Mayer v. Dwinell

29 Vt. 298 | Vt. | 1857

The opinion of the court was delivered by

Redfield, Ch. J.

The only serious question in this case, as it seems to us, is whether the contract of sale was rescinded. The auditor certainly did not intend to find, in terms, any such rescission. For he held the defendant liable for the full amount of the stipulated price. And as the contract was a sale, with warranty, this result of the auditor must go upon the ground that the defendant had conducted in such a manner as not to be entitled to any rebate for breach of the warranty. This is only the case where the vendee accepts the article unconditionally.

But the facts reported seem to us scarcely to justify such a conclusion.

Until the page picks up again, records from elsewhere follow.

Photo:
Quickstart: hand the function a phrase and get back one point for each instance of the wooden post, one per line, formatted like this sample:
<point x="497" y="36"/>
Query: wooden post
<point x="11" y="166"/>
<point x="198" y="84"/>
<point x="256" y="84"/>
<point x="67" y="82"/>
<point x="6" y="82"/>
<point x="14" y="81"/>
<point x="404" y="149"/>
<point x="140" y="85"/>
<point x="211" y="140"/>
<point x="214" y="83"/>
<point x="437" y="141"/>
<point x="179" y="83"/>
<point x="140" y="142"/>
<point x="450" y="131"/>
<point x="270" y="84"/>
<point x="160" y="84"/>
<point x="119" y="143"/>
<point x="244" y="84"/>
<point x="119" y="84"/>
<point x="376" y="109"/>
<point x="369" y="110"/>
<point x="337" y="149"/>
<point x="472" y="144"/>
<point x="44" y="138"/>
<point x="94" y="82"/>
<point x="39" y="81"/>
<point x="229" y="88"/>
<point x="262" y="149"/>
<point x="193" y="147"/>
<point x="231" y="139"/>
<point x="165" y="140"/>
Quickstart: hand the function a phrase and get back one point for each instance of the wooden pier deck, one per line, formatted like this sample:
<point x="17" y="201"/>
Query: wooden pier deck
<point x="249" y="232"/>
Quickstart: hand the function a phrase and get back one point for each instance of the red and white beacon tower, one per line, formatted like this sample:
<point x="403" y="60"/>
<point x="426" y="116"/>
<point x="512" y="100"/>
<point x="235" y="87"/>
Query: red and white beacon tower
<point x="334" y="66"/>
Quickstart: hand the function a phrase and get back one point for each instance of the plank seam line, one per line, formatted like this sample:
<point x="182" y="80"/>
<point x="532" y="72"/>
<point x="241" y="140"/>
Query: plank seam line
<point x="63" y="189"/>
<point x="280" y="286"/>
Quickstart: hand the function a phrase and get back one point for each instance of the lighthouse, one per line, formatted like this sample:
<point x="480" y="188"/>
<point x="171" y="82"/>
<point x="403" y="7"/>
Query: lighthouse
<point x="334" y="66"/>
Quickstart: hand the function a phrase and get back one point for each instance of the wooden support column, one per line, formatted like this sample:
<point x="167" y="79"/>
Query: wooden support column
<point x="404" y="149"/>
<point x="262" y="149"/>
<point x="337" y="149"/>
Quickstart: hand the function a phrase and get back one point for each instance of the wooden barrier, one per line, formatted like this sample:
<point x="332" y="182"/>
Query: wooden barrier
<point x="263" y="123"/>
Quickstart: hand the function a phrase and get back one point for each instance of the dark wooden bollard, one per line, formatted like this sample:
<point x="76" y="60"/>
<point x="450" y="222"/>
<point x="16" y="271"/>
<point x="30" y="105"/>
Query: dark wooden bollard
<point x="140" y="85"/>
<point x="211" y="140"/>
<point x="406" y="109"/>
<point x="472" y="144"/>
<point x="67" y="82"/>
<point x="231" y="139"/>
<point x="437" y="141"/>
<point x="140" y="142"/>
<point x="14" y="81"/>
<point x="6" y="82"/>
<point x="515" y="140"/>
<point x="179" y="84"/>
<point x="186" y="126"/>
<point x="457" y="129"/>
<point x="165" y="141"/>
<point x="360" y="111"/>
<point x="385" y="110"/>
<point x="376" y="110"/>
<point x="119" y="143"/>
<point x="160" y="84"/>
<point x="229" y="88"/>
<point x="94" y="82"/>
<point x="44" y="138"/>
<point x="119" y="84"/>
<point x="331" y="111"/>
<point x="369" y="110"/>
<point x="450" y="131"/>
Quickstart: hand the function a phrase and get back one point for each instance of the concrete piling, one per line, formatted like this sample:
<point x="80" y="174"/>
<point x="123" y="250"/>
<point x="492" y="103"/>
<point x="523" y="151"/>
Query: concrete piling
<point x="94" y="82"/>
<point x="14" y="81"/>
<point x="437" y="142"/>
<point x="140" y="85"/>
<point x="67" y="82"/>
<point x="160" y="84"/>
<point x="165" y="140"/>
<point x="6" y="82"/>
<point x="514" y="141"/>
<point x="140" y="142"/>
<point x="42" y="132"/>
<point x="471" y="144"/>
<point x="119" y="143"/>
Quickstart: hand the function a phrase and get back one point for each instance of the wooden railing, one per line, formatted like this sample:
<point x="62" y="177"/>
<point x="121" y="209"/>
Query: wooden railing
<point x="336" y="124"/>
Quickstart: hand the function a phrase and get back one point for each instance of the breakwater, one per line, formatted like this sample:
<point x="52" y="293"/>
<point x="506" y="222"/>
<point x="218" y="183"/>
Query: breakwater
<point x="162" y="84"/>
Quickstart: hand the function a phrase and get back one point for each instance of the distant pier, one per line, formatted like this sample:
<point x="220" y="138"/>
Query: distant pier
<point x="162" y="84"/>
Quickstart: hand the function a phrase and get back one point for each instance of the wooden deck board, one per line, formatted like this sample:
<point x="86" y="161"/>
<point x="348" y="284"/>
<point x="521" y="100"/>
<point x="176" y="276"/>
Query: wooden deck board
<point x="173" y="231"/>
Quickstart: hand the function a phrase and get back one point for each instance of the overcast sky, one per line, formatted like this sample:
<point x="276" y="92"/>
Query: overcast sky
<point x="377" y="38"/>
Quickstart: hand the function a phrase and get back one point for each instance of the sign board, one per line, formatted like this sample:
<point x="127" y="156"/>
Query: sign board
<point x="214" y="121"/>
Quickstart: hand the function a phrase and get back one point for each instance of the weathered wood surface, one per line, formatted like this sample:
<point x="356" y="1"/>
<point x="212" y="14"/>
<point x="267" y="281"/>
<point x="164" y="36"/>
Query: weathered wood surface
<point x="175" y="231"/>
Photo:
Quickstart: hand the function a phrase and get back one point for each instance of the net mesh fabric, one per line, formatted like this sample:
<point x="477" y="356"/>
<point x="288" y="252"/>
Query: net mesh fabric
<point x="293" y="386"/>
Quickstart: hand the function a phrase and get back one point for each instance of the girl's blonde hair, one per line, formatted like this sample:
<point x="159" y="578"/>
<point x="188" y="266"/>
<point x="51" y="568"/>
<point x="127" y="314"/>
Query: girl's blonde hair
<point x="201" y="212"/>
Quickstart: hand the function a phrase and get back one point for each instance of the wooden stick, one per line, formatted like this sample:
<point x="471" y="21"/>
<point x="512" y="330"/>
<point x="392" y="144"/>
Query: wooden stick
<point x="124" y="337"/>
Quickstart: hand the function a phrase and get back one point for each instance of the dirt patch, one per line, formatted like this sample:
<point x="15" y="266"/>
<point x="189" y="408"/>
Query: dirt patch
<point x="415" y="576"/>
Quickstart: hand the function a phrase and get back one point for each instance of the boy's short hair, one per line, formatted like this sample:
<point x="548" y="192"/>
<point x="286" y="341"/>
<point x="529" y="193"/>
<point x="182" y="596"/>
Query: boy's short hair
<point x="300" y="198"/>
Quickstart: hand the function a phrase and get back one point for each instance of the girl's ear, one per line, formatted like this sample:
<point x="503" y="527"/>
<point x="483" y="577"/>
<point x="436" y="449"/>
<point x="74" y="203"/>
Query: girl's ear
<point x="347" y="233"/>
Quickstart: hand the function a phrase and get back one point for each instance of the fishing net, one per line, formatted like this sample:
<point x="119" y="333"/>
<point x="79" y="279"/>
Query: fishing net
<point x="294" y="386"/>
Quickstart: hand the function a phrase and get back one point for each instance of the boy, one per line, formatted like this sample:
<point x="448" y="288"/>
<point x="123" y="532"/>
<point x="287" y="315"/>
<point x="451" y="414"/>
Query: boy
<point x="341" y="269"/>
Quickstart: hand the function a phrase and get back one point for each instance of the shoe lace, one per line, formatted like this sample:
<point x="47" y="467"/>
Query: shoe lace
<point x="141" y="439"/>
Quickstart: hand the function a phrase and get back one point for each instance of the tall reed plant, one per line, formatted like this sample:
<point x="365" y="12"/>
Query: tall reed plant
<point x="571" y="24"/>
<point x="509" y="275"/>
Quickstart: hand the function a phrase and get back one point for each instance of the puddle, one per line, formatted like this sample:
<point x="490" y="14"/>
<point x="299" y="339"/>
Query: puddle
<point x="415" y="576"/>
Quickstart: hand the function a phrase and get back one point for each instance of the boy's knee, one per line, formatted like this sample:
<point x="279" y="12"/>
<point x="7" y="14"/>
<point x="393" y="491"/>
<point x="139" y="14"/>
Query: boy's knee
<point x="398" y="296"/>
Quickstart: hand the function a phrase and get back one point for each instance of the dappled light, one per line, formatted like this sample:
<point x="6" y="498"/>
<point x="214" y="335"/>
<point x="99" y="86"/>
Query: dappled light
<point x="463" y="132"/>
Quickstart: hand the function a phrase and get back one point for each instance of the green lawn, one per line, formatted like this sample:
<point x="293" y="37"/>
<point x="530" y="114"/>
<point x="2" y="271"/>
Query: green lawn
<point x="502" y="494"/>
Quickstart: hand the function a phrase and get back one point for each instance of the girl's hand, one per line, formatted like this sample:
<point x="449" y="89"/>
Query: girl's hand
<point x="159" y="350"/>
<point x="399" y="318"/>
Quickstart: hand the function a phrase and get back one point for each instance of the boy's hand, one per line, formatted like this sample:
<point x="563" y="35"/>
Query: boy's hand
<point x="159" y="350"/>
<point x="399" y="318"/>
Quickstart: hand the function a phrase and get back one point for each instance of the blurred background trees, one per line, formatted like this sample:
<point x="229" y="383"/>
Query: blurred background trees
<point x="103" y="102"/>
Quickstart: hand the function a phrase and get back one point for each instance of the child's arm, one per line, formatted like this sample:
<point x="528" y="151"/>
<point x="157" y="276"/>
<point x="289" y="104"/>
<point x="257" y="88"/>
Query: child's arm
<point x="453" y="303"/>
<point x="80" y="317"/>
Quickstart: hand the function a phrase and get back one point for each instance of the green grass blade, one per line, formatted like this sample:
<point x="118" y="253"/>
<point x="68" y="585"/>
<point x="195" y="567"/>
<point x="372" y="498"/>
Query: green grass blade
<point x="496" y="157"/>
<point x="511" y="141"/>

The acknowledged inferiority of the article, and that the defendant at no time recognized its sufficiency, will prevent any such conclusion.

But it does seem very obvious that there was nothing in the case amounting to a rescission of the contract of sale.

1. The use of five gallons of the varnish in testing its quality, when that might have been done by the use of a less quantity, will of itself bar the defendant’s right to rescind the sale, but will be no obstacle to his claim for a deduction in the price, as that may always be insisted upon, in the case of an express warranty, where the inferiority of the article is shown and nothing has been done to waive the claim on the warranty.

2. In case of warranty on the sale of goods, and no agreement to rescind and no proof of fraud, the party is not entitled to rescind; West v. Cutting, 19 Vt. 536.

3. There is in the present contract an alternative stipulation either to make good the deficiency of the ar'icle or take it back. Such an alternative is usually in the election of the party speaking. A promise in the alternative puts the alternative in the election of the promissor unless there is something to take the case out of the general rule; Patchin v. Swift, 21 Vt. 292.

*3044. There is no distinct offer to rescind the contract and return the article in this case. The first letter says, the defendant is not willing to keep it at any price, and desires to know what to do with jt, which may be regarded as a repudiation of what remains. But this letter says, “ I am not willing to pay two dollars and twenty-five cents per gallon for what I have used, but am willing to do what is right and just under the circumstances.” And the next letter expressly claims to hold the varnish till the damage is paid. So that altogether the defendant must be regarded as standing upon his warranty in his claim. And this, as it seems to us, is all that he could claim under the contract; West v. Cutting, 19 Vt. 536; Brown v. Sayles, 27 Vt. 227.

But, as we have before said, the breach of warranty will entitle the defendant to reduce the recovery to the value of the article which the auditor has reported in the present case.

Judgment reversed and judgment for the plaintiff for seventy dollars and twenty-two cents, and interest from April 11856.